Readers will recall that in August 2022, OFCCP published a notice in the Federal Register advising employers that it was the subject of a Freedom of Information Act (FOIA) request seeking EEO-1 data from all federal contractors, including first-tier subcontractors, for the period 2016-2020. At the time, OFCCP advised employers of their ability to object to this request under FOIA (by, among other things, filing an objection under FOIA Exemption 4, which protects confidential commercial information from being disclosed), and many employers filed objections to the disclosure of their EEO-1 reports. To date, OFCCP has reportedly not disclosed any EEO-1 forms.
On November 15, 2022, OFCCP was sued in the United States District Court for the Northern District of California by the organization that made the original FOIA request. The lawsuit seeks to compel OFCCP to produce these records, and argues that the agency should not entertain objections or withhold any EEO-1 forms under FOIA Exemption 4.
Starting in 2018, an activist group, the Center for Investigative Reporting (CIR), and Will Evans, an activist who describes himself as a reporter, have been fighting to force OFCCP to disclose EEO-1 reports that have been filed by federal contractors. These contractors have operated with the understanding that the government must keep such reports confidential.
In 2019, CIR obtained a ruling from a U.S. magistrate judge in a California federal district court that EEO-1 reports were not exempt from FOIA disclosure because they do not constitute commercial information for purposes of FOIA Exemption 4, which was the basis on which OFCCP had declined to produce the reports. At the time, OFCCP chose not to appeal the magistrate judge’s ruling. Although one of the employers whose data had been ordered disclosed tried to intervene and appeal, the Ninth Circuit held that the employer had failed to preserve its rights and denied the appeal.
The Current Lawsuit
CIR is now attempting to leverage its success before the California magistrate judge to compel OFCCP to produce years of EEO-1 reports for every federal contractor through a broad request that denies contractors their due process rights to object to the disclosures under FOIA, and will almost certainly result in the unlawful disclosure of data for some non-contractors.
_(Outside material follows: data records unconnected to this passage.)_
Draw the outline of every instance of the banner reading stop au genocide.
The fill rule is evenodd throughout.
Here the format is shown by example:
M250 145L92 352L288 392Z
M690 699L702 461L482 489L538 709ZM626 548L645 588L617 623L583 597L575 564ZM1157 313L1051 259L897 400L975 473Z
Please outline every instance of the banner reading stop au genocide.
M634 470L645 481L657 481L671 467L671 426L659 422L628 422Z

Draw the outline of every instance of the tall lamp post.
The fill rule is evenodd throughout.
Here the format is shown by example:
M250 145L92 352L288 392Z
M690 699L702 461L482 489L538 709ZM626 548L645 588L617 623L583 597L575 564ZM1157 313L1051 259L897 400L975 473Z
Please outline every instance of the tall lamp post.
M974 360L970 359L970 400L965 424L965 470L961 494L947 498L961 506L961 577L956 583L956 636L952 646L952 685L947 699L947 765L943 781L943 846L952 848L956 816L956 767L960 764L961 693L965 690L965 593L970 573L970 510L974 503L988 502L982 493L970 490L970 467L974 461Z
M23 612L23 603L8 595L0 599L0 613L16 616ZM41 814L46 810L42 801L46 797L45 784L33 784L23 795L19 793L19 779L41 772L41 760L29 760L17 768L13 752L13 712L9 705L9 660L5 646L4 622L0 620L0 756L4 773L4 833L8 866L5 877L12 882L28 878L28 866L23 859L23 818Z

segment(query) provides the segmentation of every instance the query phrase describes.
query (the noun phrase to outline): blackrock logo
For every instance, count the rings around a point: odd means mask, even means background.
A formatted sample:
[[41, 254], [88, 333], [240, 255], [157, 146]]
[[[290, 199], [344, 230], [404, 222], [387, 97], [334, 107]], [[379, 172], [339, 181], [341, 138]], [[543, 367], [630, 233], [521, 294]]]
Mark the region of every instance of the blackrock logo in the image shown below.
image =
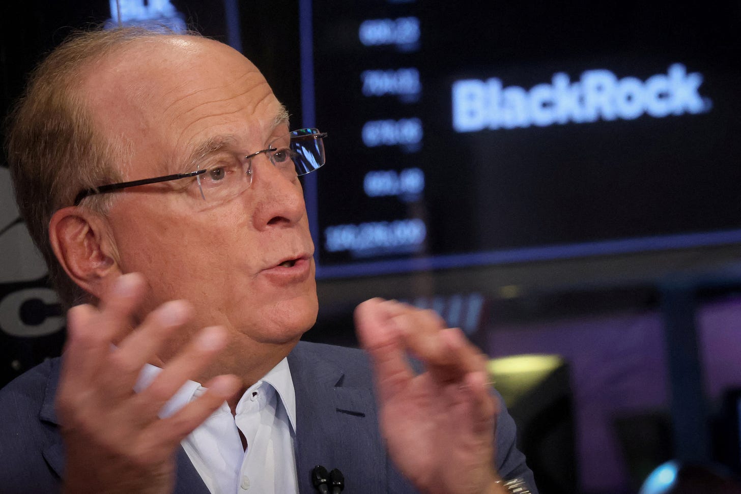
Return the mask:
[[583, 124], [599, 119], [657, 119], [709, 111], [712, 102], [700, 94], [702, 75], [674, 64], [665, 74], [645, 81], [617, 76], [605, 69], [587, 70], [572, 82], [554, 74], [550, 83], [529, 90], [505, 87], [502, 80], [465, 79], [453, 84], [453, 127], [456, 132], [524, 128], [533, 125]]
[[[64, 325], [63, 317], [34, 314], [34, 321], [24, 321], [21, 308], [27, 302], [40, 301], [41, 307], [59, 304], [54, 290], [28, 284], [42, 283], [46, 264], [19, 217], [13, 199], [10, 173], [0, 167], [0, 330], [12, 336], [50, 335]], [[13, 289], [22, 284], [24, 288]], [[9, 290], [8, 288], [10, 290]]]

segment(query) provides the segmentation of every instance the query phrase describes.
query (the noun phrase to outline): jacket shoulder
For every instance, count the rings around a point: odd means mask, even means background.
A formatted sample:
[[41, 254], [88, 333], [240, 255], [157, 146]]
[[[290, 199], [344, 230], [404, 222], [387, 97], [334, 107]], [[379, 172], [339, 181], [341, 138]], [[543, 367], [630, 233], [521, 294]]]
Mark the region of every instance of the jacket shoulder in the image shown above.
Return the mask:
[[62, 443], [53, 397], [59, 360], [48, 360], [0, 390], [0, 485], [4, 493], [53, 492], [59, 478], [45, 454]]

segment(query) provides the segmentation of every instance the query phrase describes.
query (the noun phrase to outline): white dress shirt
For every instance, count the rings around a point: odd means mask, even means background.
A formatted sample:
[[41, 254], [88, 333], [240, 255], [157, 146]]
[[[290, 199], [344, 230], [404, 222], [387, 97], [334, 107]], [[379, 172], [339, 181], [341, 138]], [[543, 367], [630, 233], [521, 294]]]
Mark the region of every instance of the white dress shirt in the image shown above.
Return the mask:
[[[134, 390], [147, 387], [161, 370], [147, 364]], [[188, 381], [159, 415], [173, 415], [205, 390]], [[225, 401], [182, 444], [212, 494], [292, 494], [299, 492], [295, 438], [296, 393], [284, 358], [242, 395], [235, 415]]]

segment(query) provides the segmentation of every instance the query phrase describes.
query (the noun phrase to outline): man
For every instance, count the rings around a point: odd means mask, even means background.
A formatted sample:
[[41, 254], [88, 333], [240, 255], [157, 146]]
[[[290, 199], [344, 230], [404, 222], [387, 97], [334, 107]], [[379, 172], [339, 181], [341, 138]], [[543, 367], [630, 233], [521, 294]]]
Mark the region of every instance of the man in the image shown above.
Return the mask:
[[68, 313], [61, 366], [0, 395], [3, 492], [310, 493], [317, 464], [350, 493], [532, 485], [484, 357], [431, 313], [361, 304], [370, 362], [299, 342], [317, 301], [297, 168], [323, 163], [322, 134], [289, 134], [239, 53], [87, 33], [38, 69], [13, 121], [21, 210], [61, 295], [89, 303]]

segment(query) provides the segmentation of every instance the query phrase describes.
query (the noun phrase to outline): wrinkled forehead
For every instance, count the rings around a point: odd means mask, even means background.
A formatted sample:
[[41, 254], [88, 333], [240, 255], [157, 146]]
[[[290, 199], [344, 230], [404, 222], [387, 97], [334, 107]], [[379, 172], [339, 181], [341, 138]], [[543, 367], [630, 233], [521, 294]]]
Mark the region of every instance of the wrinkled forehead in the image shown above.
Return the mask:
[[257, 67], [212, 40], [138, 40], [91, 70], [87, 82], [99, 128], [134, 155], [162, 151], [166, 167], [182, 158], [179, 150], [216, 135], [251, 149], [276, 127], [288, 130], [288, 115]]

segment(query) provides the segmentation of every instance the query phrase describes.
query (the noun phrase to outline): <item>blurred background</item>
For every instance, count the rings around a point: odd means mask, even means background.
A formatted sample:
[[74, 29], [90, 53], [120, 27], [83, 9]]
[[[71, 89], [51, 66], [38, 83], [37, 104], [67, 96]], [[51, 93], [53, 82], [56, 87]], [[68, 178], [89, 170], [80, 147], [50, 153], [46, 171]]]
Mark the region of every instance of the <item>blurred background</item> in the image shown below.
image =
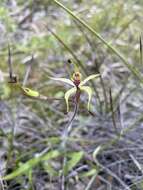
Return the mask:
[[[0, 1], [0, 178], [7, 176], [0, 180], [1, 189], [141, 190], [143, 1], [60, 3], [126, 63], [57, 1]], [[59, 100], [34, 99], [10, 88], [8, 44], [21, 85]], [[69, 86], [48, 76], [71, 78], [69, 59], [83, 78], [99, 72], [101, 77], [88, 83], [92, 113], [82, 93], [62, 149], [74, 104], [70, 101], [65, 114]]]

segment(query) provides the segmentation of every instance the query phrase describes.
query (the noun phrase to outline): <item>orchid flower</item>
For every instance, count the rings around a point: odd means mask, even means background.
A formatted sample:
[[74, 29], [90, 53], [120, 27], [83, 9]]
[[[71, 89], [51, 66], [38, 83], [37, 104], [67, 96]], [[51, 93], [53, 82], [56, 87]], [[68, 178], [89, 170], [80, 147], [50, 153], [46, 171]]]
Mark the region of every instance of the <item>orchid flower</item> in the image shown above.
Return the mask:
[[74, 72], [73, 77], [71, 79], [55, 78], [55, 77], [49, 77], [49, 78], [52, 79], [52, 80], [55, 80], [55, 81], [67, 83], [67, 84], [72, 86], [72, 88], [69, 89], [65, 93], [65, 101], [66, 101], [67, 113], [68, 113], [69, 112], [69, 102], [68, 101], [69, 101], [70, 96], [75, 94], [75, 98], [79, 99], [79, 97], [77, 97], [77, 96], [80, 96], [79, 93], [81, 93], [82, 91], [84, 91], [84, 92], [86, 92], [88, 94], [87, 109], [88, 109], [88, 111], [90, 110], [90, 101], [91, 101], [91, 97], [92, 97], [92, 89], [89, 86], [85, 86], [85, 84], [89, 80], [97, 78], [99, 76], [100, 76], [100, 74], [93, 74], [93, 75], [88, 76], [84, 80], [82, 80], [82, 74], [80, 72]]

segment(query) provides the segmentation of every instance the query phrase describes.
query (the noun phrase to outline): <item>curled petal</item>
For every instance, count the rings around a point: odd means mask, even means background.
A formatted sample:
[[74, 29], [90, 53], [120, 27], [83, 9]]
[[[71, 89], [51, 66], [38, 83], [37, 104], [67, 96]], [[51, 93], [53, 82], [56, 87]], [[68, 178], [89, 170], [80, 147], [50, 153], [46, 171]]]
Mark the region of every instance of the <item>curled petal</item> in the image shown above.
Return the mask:
[[94, 79], [99, 77], [100, 74], [94, 74], [94, 75], [90, 75], [89, 77], [87, 77], [86, 79], [84, 79], [83, 81], [81, 81], [79, 86], [85, 85], [89, 80]]
[[75, 86], [74, 83], [72, 82], [72, 80], [70, 80], [70, 79], [54, 78], [54, 77], [49, 77], [49, 78], [52, 79], [52, 80], [56, 80], [56, 81], [59, 81], [59, 82], [64, 82], [64, 83], [70, 84], [71, 86]]
[[21, 89], [22, 89], [23, 93], [29, 97], [37, 98], [40, 95], [39, 92], [31, 90], [31, 89], [26, 88], [26, 87], [21, 87]]
[[73, 87], [65, 93], [65, 101], [66, 101], [66, 105], [67, 105], [67, 112], [69, 112], [69, 97], [71, 95], [73, 95], [74, 93], [76, 93], [76, 90], [77, 90], [76, 87]]
[[88, 94], [87, 109], [90, 111], [90, 101], [92, 97], [92, 89], [89, 86], [80, 86], [80, 90], [85, 91]]

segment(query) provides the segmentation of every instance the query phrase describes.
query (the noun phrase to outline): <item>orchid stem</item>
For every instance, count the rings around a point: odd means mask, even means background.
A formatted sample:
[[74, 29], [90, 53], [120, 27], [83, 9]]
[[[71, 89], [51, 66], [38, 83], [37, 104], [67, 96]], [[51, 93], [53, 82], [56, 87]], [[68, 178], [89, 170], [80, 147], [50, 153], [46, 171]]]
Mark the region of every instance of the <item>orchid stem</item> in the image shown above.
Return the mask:
[[66, 174], [66, 163], [67, 163], [67, 140], [68, 140], [68, 136], [72, 130], [72, 124], [73, 124], [73, 121], [75, 119], [75, 116], [78, 112], [78, 101], [75, 101], [75, 107], [74, 107], [74, 112], [73, 112], [73, 115], [71, 117], [71, 119], [69, 120], [67, 126], [65, 127], [65, 130], [63, 132], [63, 135], [62, 135], [62, 144], [61, 144], [61, 147], [62, 147], [62, 150], [64, 151], [64, 158], [63, 158], [63, 171], [62, 171], [62, 176], [61, 176], [61, 190], [65, 190], [65, 174]]

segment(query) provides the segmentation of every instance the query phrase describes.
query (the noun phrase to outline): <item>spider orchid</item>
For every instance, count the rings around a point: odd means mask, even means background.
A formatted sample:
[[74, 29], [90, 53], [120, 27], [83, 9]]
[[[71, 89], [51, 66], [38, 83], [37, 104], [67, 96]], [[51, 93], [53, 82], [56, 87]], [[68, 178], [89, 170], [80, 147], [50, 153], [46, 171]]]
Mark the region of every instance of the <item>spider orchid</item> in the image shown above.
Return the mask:
[[89, 86], [84, 86], [89, 80], [94, 79], [99, 77], [100, 74], [93, 74], [82, 80], [82, 74], [80, 72], [74, 72], [73, 76], [71, 79], [67, 78], [54, 78], [54, 77], [49, 77], [52, 80], [59, 81], [59, 82], [64, 82], [67, 83], [71, 86], [73, 86], [71, 89], [69, 89], [65, 93], [65, 101], [66, 101], [66, 106], [67, 106], [67, 113], [69, 112], [69, 97], [75, 94], [75, 100], [76, 103], [78, 103], [80, 93], [82, 91], [86, 92], [88, 94], [88, 104], [87, 104], [87, 109], [90, 111], [90, 101], [92, 97], [92, 89]]

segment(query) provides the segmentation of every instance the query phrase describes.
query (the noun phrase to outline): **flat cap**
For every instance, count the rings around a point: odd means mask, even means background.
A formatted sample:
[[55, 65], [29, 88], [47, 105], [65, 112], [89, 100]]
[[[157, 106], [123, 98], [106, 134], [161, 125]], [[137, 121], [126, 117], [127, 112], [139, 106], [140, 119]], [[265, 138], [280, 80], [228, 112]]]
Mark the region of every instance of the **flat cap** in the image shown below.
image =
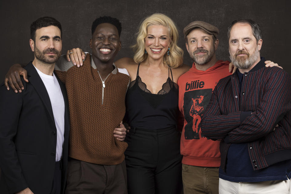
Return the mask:
[[218, 28], [212, 24], [202, 21], [194, 21], [192, 22], [184, 28], [183, 32], [184, 33], [185, 39], [189, 33], [195, 28], [200, 28], [209, 34], [212, 34], [215, 38], [218, 38], [219, 34]]

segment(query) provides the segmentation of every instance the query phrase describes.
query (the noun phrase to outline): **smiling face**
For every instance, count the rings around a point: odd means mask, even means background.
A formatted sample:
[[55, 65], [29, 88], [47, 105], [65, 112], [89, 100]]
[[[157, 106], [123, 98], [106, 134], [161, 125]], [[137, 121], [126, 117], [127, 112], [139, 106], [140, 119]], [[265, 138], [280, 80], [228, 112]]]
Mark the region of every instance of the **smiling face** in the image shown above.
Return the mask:
[[210, 61], [215, 54], [218, 40], [201, 28], [192, 30], [186, 37], [186, 47], [196, 64], [202, 65]]
[[90, 40], [92, 57], [102, 63], [113, 62], [121, 47], [117, 29], [114, 25], [108, 23], [98, 25]]
[[148, 57], [155, 60], [162, 58], [170, 45], [169, 28], [162, 25], [152, 25], [148, 28], [147, 31], [145, 46]]
[[229, 34], [229, 51], [231, 62], [239, 69], [247, 69], [260, 60], [262, 39], [257, 41], [250, 25], [238, 22], [232, 28]]
[[55, 62], [61, 56], [62, 42], [61, 31], [58, 27], [51, 25], [35, 31], [35, 41], [30, 40], [32, 50], [35, 58], [45, 63]]

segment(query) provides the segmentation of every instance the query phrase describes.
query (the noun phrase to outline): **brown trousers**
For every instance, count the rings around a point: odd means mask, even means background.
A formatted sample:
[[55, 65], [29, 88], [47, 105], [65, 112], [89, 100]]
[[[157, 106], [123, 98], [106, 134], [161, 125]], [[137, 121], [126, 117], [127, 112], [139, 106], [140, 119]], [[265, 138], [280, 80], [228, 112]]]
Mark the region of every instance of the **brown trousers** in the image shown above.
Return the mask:
[[184, 194], [218, 194], [219, 168], [182, 164]]
[[69, 158], [65, 194], [127, 194], [125, 162], [103, 165]]

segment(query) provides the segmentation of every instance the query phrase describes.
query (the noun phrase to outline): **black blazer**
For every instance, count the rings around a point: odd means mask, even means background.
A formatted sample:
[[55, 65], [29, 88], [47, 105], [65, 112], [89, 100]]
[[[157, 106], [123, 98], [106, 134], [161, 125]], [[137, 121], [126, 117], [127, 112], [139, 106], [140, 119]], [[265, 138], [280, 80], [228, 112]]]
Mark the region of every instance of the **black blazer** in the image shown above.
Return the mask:
[[[29, 82], [15, 94], [0, 85], [0, 193], [29, 187], [35, 194], [49, 193], [53, 178], [56, 128], [48, 94], [31, 62], [25, 69]], [[62, 193], [65, 183], [69, 129], [68, 98], [58, 79], [65, 101]]]

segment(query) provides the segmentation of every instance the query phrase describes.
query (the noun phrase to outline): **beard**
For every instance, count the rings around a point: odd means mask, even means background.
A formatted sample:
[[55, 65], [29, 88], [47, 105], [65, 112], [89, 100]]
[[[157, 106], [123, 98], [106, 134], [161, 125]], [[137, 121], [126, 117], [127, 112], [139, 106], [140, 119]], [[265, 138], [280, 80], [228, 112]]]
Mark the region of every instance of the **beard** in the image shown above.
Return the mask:
[[[229, 53], [230, 53], [230, 51]], [[246, 56], [238, 56], [239, 55], [245, 54]], [[229, 58], [233, 65], [239, 69], [248, 69], [253, 65], [259, 57], [260, 52], [257, 47], [251, 54], [244, 51], [239, 51], [233, 55], [230, 54]]]
[[[206, 53], [203, 56], [195, 56], [195, 54], [199, 52], [203, 52]], [[203, 48], [198, 48], [190, 55], [190, 57], [196, 64], [200, 65], [204, 65], [210, 61], [214, 55], [214, 46], [210, 51]]]
[[[45, 56], [45, 54], [49, 52], [57, 54], [56, 55]], [[55, 48], [47, 48], [41, 51], [36, 46], [34, 47], [34, 55], [38, 60], [48, 64], [52, 64], [55, 62], [61, 56], [61, 51], [59, 51]]]

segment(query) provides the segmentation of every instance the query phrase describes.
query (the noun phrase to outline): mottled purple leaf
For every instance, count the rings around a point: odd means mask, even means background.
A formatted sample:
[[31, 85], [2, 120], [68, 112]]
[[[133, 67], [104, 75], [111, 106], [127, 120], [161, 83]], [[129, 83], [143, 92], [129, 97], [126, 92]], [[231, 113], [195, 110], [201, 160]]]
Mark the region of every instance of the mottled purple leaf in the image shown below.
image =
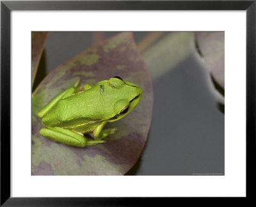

Although many contractors chose to file objections to the proposed disclosure, none instituted a civil action to bar OFCCP from disclosing this data in violation of federal law. Now, CIR is asking the court for an injunction to require OFCCP to promptly release all of the EEO-1 data.
In the meantime, based on representations in the complaint filed by CIR, it appears that OFCCP will be providing to CIR a list of all employers that objected to disclosure of their EEO-1 data in response to this FOIA request. And on November 22, OFCCP began sending messages to at least some federal contractors stating that the agency has no record of an objection to disclosure of the EEO-1 data and is planning to release the data after January 2, 2023. It appears that contractors may still be able to file objections to the disclosure, although such objections may be subject to OFCCP’s determination as to whether the contractor had good cause for missing the original deadline. Of course, OFCCP’s entire process for handling this FOIA objection may also be subject to challenge in court.
Unless the contractor community now chooses to act, it seems possible that the EEO-1 Type 2 reports filed by federal contractors may no longer be protected from disclosure.
Littler’ Workplace Policy Institute (WPI) will keep readers apprised of developments. Employers that are interested in preventing the OFCCP from disclosing EEO-1 data may wish to discuss options with counsel.